On Jul 24, 2007, at 02:48, Dimitri Hendriks wrote:
On 24 Jul 2007, at 00:01, Ryan Schmidt wrote:
On Jul 23, 2007, at 08:59, Dimitri Hendriks wrote:
How do I install an older version of a port? I want to have ocaml version 3.08, see below why.
On 28 Jun 2007, at 10:26, Emmanuel Hainry wrote:
ocaml has built fine, but coq has not: with the release of ocaml3.10, lots of things have changed, particularly in camlp4 (which is the culprit here) and most complex dependents of ocaml don't build anymore. That is why cautious distributions (debian, pkgsrc..., opposed to gentoo for example) have not upgraded ocaml yet.
See this previous post:
http://lists.macosforge.org/pipermail/macports-users/2007-July/ 004452.html
Sorry, I'm a newbie and I don't know how to look up "macports changeset ocaml 3.09 corresponds to" at the url given in this post.
I also found another related post:
http://lists.macosforge.org/pipermail/macports-users/2007-April/ 002745.html
but again I don't know what to do to "find the source of the old portfile" in the repository browser.

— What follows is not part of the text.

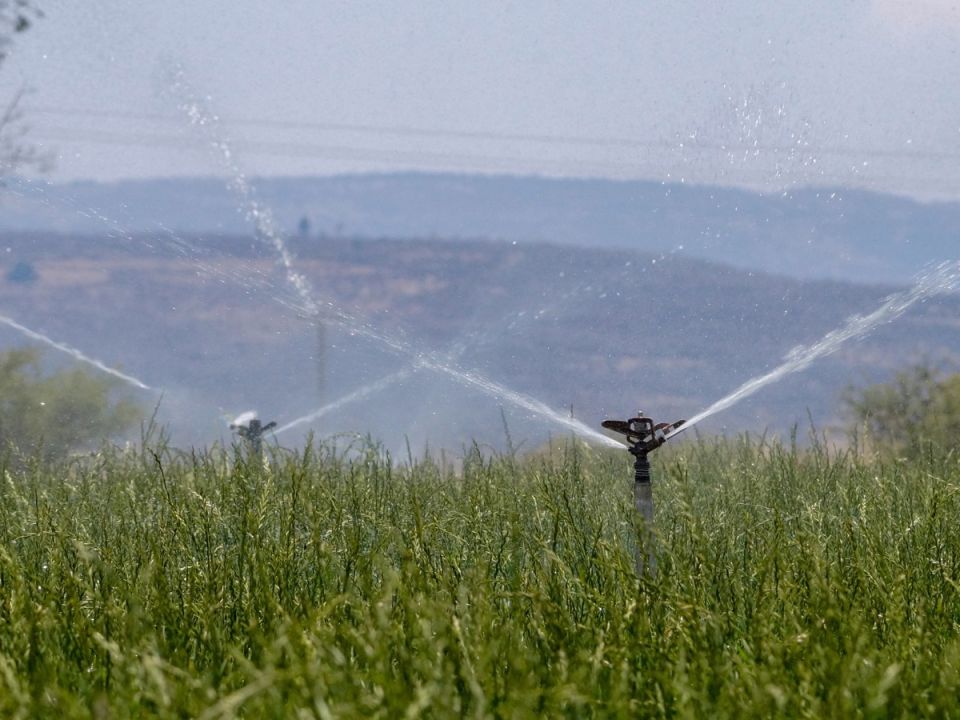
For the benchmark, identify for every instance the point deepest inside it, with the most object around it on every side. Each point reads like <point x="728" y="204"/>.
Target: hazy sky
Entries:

The repo browser is here: http://trac.macosforge.org/projects/macports/browser/ Get to the dports [1] part of the repository; this is the ports tree: http://trac.macosforge.org/projects/macports/browser/trunk/dports Using "port info ocaml" or "port dir ocaml" or "port file ocaml", discover that ocaml is in the "lang" category, and that the portfile is therefore available here: http://trac.macosforge.org/projects/macports/browser/trunk/dports/ lang/ocaml/Portfile Click "Revision Log" in the upper right to see all the changes that have ever been made to that file: http://trac.macosforge.org/projects/macports/log/trunk/dports/lang/ ocaml/Portfile You can see that the revision that upgraded the port to 3.10.0 was 25800, so if you want 3.09.x, grab the revision before that by clicking "@23986": http://trac.macosforge.org/projects/macports/browser/trunk/dports/ lang/ocaml/Portfile?rev=23986 Click "Original Format" at the bottom of the page to get the raw Portfile code in a format that you can download to disk. [1] "dports" stands for "DarwinPorts", the old name of the MacPorts project. This may eventually get renamed "mports" or just "ports".